Roundup: Can You Ask Tweens About Gender Identity?

DC Public Schools are on the defensive after asking young teens and tweens what they know about sexually transmitted diseases, drugs, and how they identify themselves in terms of gender and sexual orientation.

Is it appropriate to ask young teens and tweens what they know about sexually transmitted diseases, drugs, and how they identify themselves in terms of gender and sexual orientation? Some parents don’t think so, which led to a flap in a Washington, DC, public school over a survey distributed to middle-schoolers by Metro TeenAIDS, a nonprofit organization contracted to provide a comprehensive sexuality education program called “Making Proud Choices!” (A copy of the entire survey is available.)

TBD reports:

“Polling has been done in D.C., and parents overwhelmingsly support comprehensive sex education in schools,” Tenner told me.
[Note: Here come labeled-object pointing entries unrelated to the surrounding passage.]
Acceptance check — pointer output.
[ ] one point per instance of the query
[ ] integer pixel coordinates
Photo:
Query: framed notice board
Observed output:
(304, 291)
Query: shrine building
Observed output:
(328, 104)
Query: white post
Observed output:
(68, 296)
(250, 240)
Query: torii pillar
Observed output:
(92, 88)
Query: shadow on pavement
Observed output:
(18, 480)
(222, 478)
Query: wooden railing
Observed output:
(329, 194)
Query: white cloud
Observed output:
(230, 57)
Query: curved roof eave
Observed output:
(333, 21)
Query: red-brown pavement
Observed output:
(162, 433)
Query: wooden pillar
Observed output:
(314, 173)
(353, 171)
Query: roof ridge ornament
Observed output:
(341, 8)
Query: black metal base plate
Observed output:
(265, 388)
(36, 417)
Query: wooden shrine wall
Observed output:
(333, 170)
Metro TeenAIDS’ pre-curriculum survey is a good example of what that means: It asks students about their sexual orientations and gender identities. It inquires as to whether the students have ever engaged in oral, anal, or vaginal sex, whether they’ve been tested for HIV, whether they know basic STD prevention measures, and whether they feel comfortable saying “no.” It also asks about students’ previous alcohol consumption and drug use.
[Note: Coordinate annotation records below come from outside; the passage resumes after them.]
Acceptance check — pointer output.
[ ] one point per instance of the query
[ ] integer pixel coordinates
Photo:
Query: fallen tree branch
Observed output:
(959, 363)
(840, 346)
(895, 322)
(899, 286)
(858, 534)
The DC Public School system released a letter saying that “the opt-out letter to parents regarding this unit in the health class went home on the same day that the assessment was administered.  As a result, there was not enough time to allow for parental response before the unit began.” Oops.

However, the school system also laid down some hard facts:

In reacting to an outcry of opinion over the story, DCPS delivered some real talk: Nearly seven percent of all D.C. teens were diagnosed with chlamydia in 2008. Further, D.C. teens account for half of all chlamydia and gonorrhea cases in D.C.  And more than three percent of District residents older than 12 are living with HIV or AIDS, according to the Washington Post.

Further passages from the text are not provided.